Editor's Comment

Unity is strength

PRESIDENT Lungu poses with African diplomats accredited to Zambia at State House yesterday. PICTURE: MACKSON WASAMUNU

AN AMERICAN poet and philosopher Mattie Stepanek once said “Unity is strength… when there is teamwork and collaboration, wonderful things can be achieved.”
And an English author Bill Bailey said: “In unity there is strength; we can move mountains when we’re united and enjoy life –Without unity we are victims. Stay united.”
The words of these great men resonate well with President Lungu’s call for Africa to join forces in a bid to develop and improve the lives of its people.
Recently, President Lungu met 20 African diplomats accredited to Zambia and called for more intra-African collaboration to enhance development and improve standards of living on the continent.
It is only when African countries realise the power of unity in lifting the continent from its current quandary, will they attain significant development and consequently improve the living standards of the people.
As long as African countries work in isolation in their quest to develop, Africa’s potential to transition to a world power with an audible voice on the global scene will remain elusive.
African countries must embrace integration if the continent is to become stronger in the global market and be able to compete favourably.
For centuries now, there have been series of unending debate on how Africa can make progress in its developmental effort.

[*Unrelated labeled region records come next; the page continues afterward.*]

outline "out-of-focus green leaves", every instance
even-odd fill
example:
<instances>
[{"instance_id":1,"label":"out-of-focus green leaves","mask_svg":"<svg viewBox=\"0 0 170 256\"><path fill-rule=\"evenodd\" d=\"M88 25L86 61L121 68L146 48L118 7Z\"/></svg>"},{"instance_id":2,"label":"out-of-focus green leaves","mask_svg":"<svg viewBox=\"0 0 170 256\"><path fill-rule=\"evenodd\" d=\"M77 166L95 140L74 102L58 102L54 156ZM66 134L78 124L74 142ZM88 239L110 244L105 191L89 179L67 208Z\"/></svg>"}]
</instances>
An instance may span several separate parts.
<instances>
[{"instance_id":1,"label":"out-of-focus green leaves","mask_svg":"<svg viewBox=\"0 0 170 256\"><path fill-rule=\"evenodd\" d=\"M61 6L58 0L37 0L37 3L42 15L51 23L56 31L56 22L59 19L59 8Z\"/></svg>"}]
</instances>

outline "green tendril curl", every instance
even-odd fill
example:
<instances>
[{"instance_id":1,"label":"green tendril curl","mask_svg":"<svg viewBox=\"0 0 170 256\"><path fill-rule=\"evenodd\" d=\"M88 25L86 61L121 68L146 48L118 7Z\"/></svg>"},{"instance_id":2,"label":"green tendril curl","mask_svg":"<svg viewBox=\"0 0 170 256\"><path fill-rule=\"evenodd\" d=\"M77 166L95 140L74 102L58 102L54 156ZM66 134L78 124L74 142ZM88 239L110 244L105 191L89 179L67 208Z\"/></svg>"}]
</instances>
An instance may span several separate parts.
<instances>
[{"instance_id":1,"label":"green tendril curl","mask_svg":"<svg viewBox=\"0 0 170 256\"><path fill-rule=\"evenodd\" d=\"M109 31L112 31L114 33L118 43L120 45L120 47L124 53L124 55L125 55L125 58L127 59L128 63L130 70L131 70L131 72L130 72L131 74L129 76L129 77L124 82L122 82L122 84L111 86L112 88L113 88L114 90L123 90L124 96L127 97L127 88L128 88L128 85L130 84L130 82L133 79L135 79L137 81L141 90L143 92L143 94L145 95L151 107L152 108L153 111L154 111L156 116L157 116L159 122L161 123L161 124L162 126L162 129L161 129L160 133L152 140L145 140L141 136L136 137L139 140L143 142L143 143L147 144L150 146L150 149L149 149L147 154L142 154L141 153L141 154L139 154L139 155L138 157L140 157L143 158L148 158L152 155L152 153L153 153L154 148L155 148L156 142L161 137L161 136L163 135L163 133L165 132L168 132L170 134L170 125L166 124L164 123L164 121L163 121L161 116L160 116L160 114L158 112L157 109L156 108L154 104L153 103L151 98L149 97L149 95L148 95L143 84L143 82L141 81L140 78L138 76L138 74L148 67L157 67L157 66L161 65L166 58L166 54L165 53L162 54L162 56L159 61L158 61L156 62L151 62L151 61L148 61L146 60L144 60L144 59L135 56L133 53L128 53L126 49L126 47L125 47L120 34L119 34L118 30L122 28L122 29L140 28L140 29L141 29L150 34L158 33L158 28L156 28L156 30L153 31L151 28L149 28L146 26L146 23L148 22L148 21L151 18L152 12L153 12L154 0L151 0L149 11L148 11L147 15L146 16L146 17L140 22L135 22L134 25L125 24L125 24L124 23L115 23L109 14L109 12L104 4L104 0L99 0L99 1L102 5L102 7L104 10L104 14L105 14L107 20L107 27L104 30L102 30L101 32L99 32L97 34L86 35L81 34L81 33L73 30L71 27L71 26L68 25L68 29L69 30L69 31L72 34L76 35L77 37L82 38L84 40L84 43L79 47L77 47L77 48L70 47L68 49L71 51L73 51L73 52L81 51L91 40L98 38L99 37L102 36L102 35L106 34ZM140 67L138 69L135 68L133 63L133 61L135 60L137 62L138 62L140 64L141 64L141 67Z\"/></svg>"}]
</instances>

Different people have come out with blueprints; with others suggesting varied political ideologies for various African countries.
Nonetheless, not a single of these expert minds and critics have debunked the argument on the need for Africa to unite in a bid to conquer its challenges.
It is indisputable that in unity lies the socio-cultural, political and economic development which Africa so much desires.
Actually, unity marks the threshold of our journey from third world to first world.
It is therefore inspiring that President Lungu realises that Zambia cannot work in isolation in her quest to develop.
This is why the Head of State pledged that Zambia will in the next five years seek to work closely with other African countries to promote closer interaction on the continent before seeking relations in far-flung parts of the world.
Africa, as it stands today, lacks the political and economic muscle to transition to a first world, but it is only when the strengths of different countries are harnessed and put together will the continent start recording meaningful and widespread development.
This means each African country should bring what they have to the table for the benefit of other countries thereby enabling the continent to develop as a whole and subsequently enhance its global standing.
As President Lungu rightly pointed out, there is hope because the African Union has fostered an unwavering unity of purpose to find solutions for the continent’s challenges.
Other organisations such as the African Development Bank are also working on various initiatives in some sectors including energy and agriculture which African countries can harness by way of forming clusters.
Diplomats as representatives of respective governments should therefore take the leading role in ensuring collaboration among African countries.
In an effort to accelerate development, African countries can also collaborate in areas such as expertise, natural resources, trade and transportation.
The markets of Africa’s 54 states are small and isolated by trade barriers such as border restrictions. It is therefore in the interest of Africa’s progress to eliminate all trade barriers.
Countries with stronger economies will do well to look at the bigger picture of the continent by pulling up those countries in weaker positions. This will help us to build a stronger Africa.
Individual African countries should also take responsibility by ensuring democracy and political stability because this is the only way cross-border trade will thrive in the continent.